Apparently, stealing other people’s work to create product for money is now “fair use” as according to OpenAI because they are “innovating” (stealing). Yeah. Move fast and break things, huh?
“Because copyright today covers virtually every sort of human expression—including blogposts, photographs, forum posts, scraps of software code, and government documents—it would be impossible to train today’s leading AI models without using copyrighted materials,” wrote OpenAI in the House of Lords submission.
OpenAI claimed that the authors in that lawsuit “misconceive[d] the scope of copyright, failing to take into account the limitations and exceptions (including fair use) that properly leave room for innovations like the large language models now at the forefront of artificial intelligence.”
I’m gonna say those circumstances changed when digital copies and the Internet became a thing, but at least we’re having the conversation now, I suppose.
I agree that ML image and text generation can create something that breaks copyright. You for sure can duplicate images or use copyrighted characterrs. This is also true of Youtube videos and Tiktoks and a lot of human-created art. I think it’s a fascinated question to ponder whether the infraction is in what the tool generates (i.e. did it make a picture of Spider-Man and sell it to you for money, whcih is under copyright and thus can’t be used that way) or is the infraction in the ingest that enables it to do that (i.e. it learned on pictures of Spider-Man available on the Internet, and thus all output is tainted because the images are copyrighted).

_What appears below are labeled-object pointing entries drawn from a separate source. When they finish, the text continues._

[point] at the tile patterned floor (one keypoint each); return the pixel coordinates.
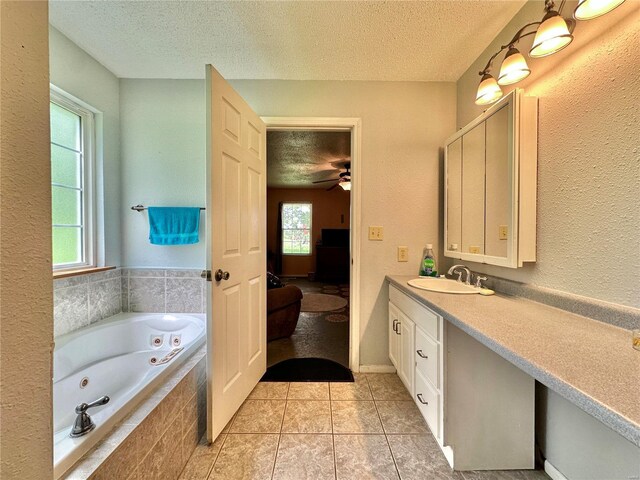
(318, 334)
(369, 429)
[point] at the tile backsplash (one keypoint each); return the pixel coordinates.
(85, 299)
(82, 300)
(163, 291)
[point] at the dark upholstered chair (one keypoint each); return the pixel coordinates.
(283, 310)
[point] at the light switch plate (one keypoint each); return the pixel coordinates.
(375, 233)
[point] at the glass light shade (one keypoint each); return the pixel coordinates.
(488, 91)
(588, 9)
(551, 37)
(514, 68)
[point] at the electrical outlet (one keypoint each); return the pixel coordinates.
(375, 233)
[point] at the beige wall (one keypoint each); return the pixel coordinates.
(329, 210)
(588, 228)
(404, 125)
(26, 306)
(588, 159)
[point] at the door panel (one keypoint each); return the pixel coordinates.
(236, 233)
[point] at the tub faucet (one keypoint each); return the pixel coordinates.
(83, 423)
(464, 269)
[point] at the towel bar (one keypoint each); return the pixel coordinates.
(139, 208)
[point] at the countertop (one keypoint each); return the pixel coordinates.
(590, 363)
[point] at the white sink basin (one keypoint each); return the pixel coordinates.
(443, 285)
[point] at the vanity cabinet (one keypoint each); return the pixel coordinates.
(490, 185)
(479, 407)
(401, 343)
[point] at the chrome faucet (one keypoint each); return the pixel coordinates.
(83, 423)
(464, 269)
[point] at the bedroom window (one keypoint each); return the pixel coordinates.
(72, 134)
(296, 228)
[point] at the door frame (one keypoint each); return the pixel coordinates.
(354, 125)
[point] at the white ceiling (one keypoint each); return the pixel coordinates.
(297, 158)
(292, 40)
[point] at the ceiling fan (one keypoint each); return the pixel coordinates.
(344, 179)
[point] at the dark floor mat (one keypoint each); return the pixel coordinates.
(307, 370)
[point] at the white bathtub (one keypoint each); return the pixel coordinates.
(114, 357)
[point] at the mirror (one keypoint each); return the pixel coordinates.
(490, 185)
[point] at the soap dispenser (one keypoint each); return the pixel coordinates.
(428, 263)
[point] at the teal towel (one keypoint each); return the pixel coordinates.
(173, 225)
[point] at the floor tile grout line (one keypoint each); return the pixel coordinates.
(388, 444)
(215, 460)
(284, 412)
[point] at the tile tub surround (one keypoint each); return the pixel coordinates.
(318, 435)
(85, 299)
(157, 290)
(553, 346)
(158, 437)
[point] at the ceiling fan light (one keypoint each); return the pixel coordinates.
(514, 68)
(346, 185)
(488, 91)
(588, 9)
(552, 36)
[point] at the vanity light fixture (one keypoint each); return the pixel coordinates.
(552, 34)
(588, 9)
(514, 68)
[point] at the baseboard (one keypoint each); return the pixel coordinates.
(377, 369)
(553, 472)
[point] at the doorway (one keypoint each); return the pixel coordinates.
(322, 259)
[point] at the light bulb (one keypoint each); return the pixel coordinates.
(588, 9)
(552, 36)
(514, 68)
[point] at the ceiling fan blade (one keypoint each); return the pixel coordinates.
(330, 180)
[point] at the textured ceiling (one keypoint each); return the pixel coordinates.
(292, 40)
(296, 158)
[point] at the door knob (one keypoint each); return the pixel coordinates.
(220, 275)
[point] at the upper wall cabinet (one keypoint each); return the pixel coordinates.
(490, 185)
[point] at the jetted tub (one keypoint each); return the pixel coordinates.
(123, 357)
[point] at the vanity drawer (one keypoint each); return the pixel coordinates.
(421, 315)
(427, 347)
(428, 401)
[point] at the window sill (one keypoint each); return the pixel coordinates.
(79, 271)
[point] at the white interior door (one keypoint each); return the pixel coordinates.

The first option makes more sense to me than the second, but if I’m being honest I don’t know if the entire framework makes sense at this point at all.
The infraction should be in what’s generated. Because the interest by itself also enables many legitimate, non-infracting uses: uses, which don’t involve generating creative work at all, or where the creative input comes from the user.
I don’t disagree on principle, but I do think it requires some thought.
Also, that’s still a pretty significant backstop. You basically would need models to have a way to check generated content for copyright, in the way Youtube does, for instance. And that is already a big debate, whether enforcing that requirement is affordable to anybody but the big companies.
But hey, maybe we can solve both issues the same way. We sure as hell need a better way to handle mass human-produced content and its interactions with IP. The current system does not work and it grandfathers in the big players in UGC, so whatever we come up with should work for both human and computer-generated content.